Really weird glUniform error with matrices

Hi all,

Relatively new to the OpenGL3.x way of doing things, but I’ve been working to make a simple graphics engine that doesn’t use any deprecated functions. I’ve gotten everything to work using non-deprecated functions except for the modelview/projection transformations - I’m still doing it like this:


glMatrixMode(GL_MODELVIEW);
glLoadIdentity();
glTranslatef(0.0, 0.0, -5.0);
glRotatef(rotx, 1.0, 0.0, 0.0);
glRotatef(roty, 0.0, 1.0, 0.0);
glRotatef(rotz, 0.0, 0.0, 1.0);

and in the vertex shader I’ve accessed the built in uniforms:


gl_Position = gl_ModelViewProjectionMatrix*vec4(position, 1.0);

That worked well, but I would like to be able to create my own matrices and send those over to the graphics cards with glUniformMatrix4fv. I tried to do this, and the vertices stopped transforming properly. Just to make sure I called glUniform correctly, I pulled out the matrix value that I sent over to the card like so:


MAT4 tmp = {1.0, 2.0, 3.0, 4.0, 5.0, 6.0, 7.0, 8.0, 9.0, 10.0, 11.0, 12.0, 13.0, 14.0, 15.0, 16.0}; //a test matrix just to see what was happening more precisely
memcpy(world_matrix, tmp, sizeof(GLfloat)*16);
glUniformMatrix4fv(U_world_matrix, 1, GL_FALSE, world_matrix);
glGetUniformfv(program,  U_world_matrix, &world_matrix);

world_matrix exists and is used in the vertex shader, but I find that it has this with glGetUniformfv:

world_matrix:
[0.20, 0.20, 0.20, 1.00
 5.00, 6.00, 7.00, 8.00
 9.00, 10.00, 11.00, 12.00
 13.00, 14.00, 15.00, 16.00]

In fact, every matrix I send has that same starting sequence of values - 0.2, 0.2, 0.2, 1.0. Does anybody have any idea why this is the case?

I’m implementing this whole thing in linux in C, and I’ve got an (old) nvidia quadro nvs 110m that this is running on. I can send any other uniform just fine, but when I try to send a matrix, the first four values are always 0.2, ,0.2, 0.2, 1.0, even with a mat3. Does anybody have any idea at all why this is the case? I think it might be a driver issue only because I’m doing this in linux, but I have no idea what’s going on.

Thanks for the help.

I’m guessing that “U_world_matrix” isn’t quite the matrix uniform’s location.
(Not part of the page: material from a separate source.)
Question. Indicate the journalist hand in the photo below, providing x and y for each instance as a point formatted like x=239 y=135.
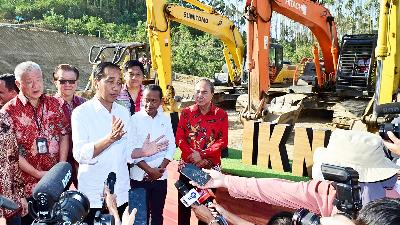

Right you are - for some weird reason, glGetUniformLocation is returning one value for two different strings. This I’m not sure of, but it does explain that weird 0.2, 0.2, 0.2, 1.0 row, that’s what I was setting a light’s color to later on in the program. Now I just have to find out why glGetUniformLocation isn’t returning unique values.

Thanks for the help!

Yeah, consider this thread closed - turned out that I was trying to be clever with how I was getting my uniform locations and ended up shooting myself in the foot. Turned out to just be a parenthesis mismatch causing the whole bug.